Target Works to Fix Web Site Before Holidays
With the biggest shopping day of the year fast approaching, Target Corporation has less than three weeks to fix its new Web site-which has crashed repeatedly since it went live on August 23.
Citing Web monitor AlertBot, Bloomberg reported that the site has crashed six times since its debut and accounted for more than half of the major outages this year at the top 100 U.S. sites by revenue.
Black Friday, the day after Thanksgiving, is typically a lucrative day for retailers and marks the beginning of the holiday season-a critical sales period.
Web sites are a key component in driving those sales: The National Retail Federation is predicting that about 82 percent of holiday shoppers will do some of their buying online this year, according to Bloomberg.

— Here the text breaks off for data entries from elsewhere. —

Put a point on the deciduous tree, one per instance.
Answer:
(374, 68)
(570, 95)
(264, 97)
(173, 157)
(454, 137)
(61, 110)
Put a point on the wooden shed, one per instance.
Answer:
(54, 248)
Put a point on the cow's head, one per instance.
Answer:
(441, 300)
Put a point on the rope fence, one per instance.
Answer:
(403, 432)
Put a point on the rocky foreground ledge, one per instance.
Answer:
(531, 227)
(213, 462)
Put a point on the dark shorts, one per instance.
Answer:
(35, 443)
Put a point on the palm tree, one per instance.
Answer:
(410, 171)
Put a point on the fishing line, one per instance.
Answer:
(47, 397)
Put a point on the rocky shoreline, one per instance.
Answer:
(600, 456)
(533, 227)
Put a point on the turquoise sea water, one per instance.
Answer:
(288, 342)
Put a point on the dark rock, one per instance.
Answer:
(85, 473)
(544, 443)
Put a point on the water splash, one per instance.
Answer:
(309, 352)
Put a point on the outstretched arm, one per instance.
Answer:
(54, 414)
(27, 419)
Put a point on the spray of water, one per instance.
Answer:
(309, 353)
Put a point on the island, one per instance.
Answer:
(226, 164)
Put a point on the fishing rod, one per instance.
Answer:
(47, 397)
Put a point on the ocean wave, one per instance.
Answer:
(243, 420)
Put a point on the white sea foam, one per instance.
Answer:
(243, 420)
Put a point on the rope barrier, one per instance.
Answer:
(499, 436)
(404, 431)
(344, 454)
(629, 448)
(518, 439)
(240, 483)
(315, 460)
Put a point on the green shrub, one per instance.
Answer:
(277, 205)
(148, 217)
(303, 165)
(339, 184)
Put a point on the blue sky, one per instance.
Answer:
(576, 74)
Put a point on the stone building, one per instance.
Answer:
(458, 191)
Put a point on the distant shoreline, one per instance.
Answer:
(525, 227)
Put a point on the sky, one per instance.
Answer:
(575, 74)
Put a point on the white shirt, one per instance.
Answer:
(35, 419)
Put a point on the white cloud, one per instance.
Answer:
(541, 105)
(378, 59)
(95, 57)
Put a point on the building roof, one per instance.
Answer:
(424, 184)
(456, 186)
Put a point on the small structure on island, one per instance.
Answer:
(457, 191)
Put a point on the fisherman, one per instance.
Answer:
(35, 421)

Target vows that its site will be functioning properly during the holidays. “We have a team dedicated to addressing concerns, and are working diligently to ensure that the site is operating efficiently for the holiday season,” Target spokeswoman Morgan O'Murray told Bloomberg. The retailer reportedly declined to reveal specific plans for the site or make an executive available for an interview.
Target's Web site troubles began about two-and-a-half months ago when the retailer-which previously outsourced its online operations to Amazon.com-unveiled a new e-commerce Web site that it manages in-house.
Shortly after that, customers began complaining about glitches, including issues with bridal and gift registries. Target apologized to some registry users and offered a discount on their next online purchase.
Then on September 13, following the launch of Target's exclusive line from Italian high-fashion brand Missoni, Target.com crashed amid high demand for the limited-edition products. Some online orders were reportedly cancelled or delayed, prompting many customers to vent their frustrations on social media sites.
On October 13, Target announced that Target.com President Steve Eastman left the company “to pursue other opportunities.” On the same day, media reports indicated that Target's site went down again for several hours-and Bloomberg reported that the site has crashed four more times since Eastman's departure, including once last week. When it has been running, customers have reportedly complained about problems with checkout and continuing issues with gift registries.
Target has said that the Web generates about 2 percent of its nearly $70 billion in annual sales, and many more purchases are influenced by browsing on Target.com, according to Bloomberg.